The rules and regulations of an administrative agency are valid if they are "(a) within the granted power, (b) issued pursuant to proper procedure, and (c) reasonable." Pennsylvania Association of Life Underwriters v. Department of Insurance, 29 Pa. Commonwealth Ct. 459, 462, 371 A.2d 564, 566 (1977), quoting 1 K. C. Davis, Administrative Law, § 5.03 at 299. The only question raised in these proceedings is that of whether DPW's rule is reasonable. I believe it is. There is uncontroverted testimony in the record that DPW will not receive participating federal funds for its reimbursement program unless both parts of MA-71 are completed as required. It is therefore reasonable for DPW to require hospitals to submit MA-71 forms fully completed as a condition to reimbursement.

The petitioning hospitals contend that, assuming DPW's rule is valid, they should be granted an opportunity

[ 48 Pa. Commw. Page 203]

    to show that, although the forms MA-71 they submitted were not complete, they in fact fully complied with regulations and that their failure to complete the forms was merely inadvertent. I disagree. Approval of this position would not only jeopardize DPW's ability to obtain federal reimbursement but would also dramatically increase DPW's administrative burden.


     its concern having been reasonably aroused by the possibility of an abuse which it legitimately desired to avoid, could rationally have concluded both that a particular limitation or qualification would protect against its occurrence, and that the expense and other difficulties of individual determinations justified the inherent imprecision of a prophylatic rule.

Weinberger v.
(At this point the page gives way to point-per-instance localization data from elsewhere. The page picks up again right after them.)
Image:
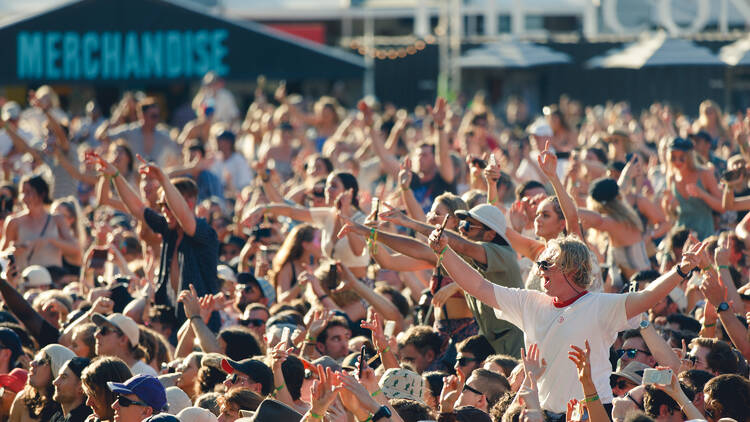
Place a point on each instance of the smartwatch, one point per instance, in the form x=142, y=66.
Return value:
x=383, y=412
x=723, y=306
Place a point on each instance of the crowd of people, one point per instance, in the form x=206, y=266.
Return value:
x=461, y=261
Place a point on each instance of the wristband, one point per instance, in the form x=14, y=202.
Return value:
x=591, y=399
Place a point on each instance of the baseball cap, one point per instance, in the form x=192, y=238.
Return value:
x=11, y=111
x=121, y=322
x=398, y=383
x=255, y=369
x=10, y=340
x=225, y=273
x=36, y=276
x=487, y=214
x=146, y=387
x=15, y=380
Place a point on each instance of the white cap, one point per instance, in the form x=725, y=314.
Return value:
x=177, y=400
x=36, y=276
x=11, y=110
x=226, y=273
x=540, y=128
x=489, y=215
x=196, y=414
x=122, y=322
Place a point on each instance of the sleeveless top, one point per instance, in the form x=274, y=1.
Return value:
x=45, y=253
x=694, y=214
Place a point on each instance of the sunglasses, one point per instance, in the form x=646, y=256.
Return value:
x=465, y=360
x=126, y=402
x=630, y=353
x=252, y=322
x=467, y=387
x=104, y=330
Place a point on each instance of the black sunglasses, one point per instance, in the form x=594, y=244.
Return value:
x=126, y=402
x=252, y=322
x=467, y=387
x=631, y=353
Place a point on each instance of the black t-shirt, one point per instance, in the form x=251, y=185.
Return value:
x=426, y=191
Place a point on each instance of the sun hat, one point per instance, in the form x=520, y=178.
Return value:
x=489, y=215
x=15, y=380
x=121, y=322
x=196, y=414
x=36, y=276
x=398, y=383
x=176, y=400
x=146, y=387
x=604, y=190
x=58, y=356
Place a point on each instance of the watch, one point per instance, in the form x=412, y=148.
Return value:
x=383, y=412
x=723, y=306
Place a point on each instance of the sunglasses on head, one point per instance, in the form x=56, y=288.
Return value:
x=467, y=387
x=630, y=353
x=252, y=322
x=126, y=402
x=465, y=360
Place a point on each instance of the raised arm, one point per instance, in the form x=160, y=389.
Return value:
x=442, y=149
x=639, y=302
x=548, y=163
x=178, y=206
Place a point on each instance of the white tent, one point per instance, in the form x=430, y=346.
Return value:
x=736, y=53
x=657, y=50
x=511, y=54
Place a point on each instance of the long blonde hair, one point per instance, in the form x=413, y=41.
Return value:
x=291, y=250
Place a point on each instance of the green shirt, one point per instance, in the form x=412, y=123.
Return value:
x=501, y=269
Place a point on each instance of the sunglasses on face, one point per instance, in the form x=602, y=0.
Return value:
x=467, y=387
x=126, y=402
x=252, y=322
x=631, y=353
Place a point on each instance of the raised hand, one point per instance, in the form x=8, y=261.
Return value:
x=548, y=162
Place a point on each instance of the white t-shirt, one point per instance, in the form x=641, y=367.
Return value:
x=596, y=317
x=141, y=368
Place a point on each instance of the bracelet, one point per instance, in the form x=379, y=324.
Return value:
x=591, y=399
x=440, y=256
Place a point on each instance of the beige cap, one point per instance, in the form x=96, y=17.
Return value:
x=122, y=322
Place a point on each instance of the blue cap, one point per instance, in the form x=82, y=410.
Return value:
x=146, y=387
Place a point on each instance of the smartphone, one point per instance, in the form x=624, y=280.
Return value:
x=479, y=163
x=285, y=334
x=98, y=258
x=732, y=175
x=362, y=361
x=376, y=205
x=657, y=376
x=390, y=327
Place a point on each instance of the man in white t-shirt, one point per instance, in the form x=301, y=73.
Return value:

Salfi, 422 U.S. 749, 777 (1975).

I perceive of no reason why DPW's position should suffer when the hospitals can protect themselves by a quick and simple check of the full completion of MA-71 in the first instance.

Since I conclude that the rule at issue is valid, the only remaining issue is whether the petitioning hospitals complied with it. Admittedly, Community and Union did not and are in my opinion not entitled to reimbursement. Thus, I would affirm in their cases. A question of fact existed as to whether Sewickley submitted a fully completed form. The hearing examiner found that Sewickley failed to complete Part 2 of MA-71. He based this finding upon purported copies of the MA-71 which Sewickley submitted to DPW, one offered by Sewickley which was complete and the other offered by DPW, which was not. Neither party offered Sewickley's original MA-71 into evidence, it then being in the possession of Blue Shield. Nor was it shown that the original was unavailable. The best evidence

[ 48 Pa. Commw. Page 204]

    was of course the original. Therefore, the conflicting testimony in the record concerning whether Sewickley's MA-71 was complete or incomplete does not provide a sufficient basis for the hearing examiner's finding. I would remand the record to DPW for further proceedings at which time Sewickley's original MA-71 may be obtained, received in evidence, and settle the issue.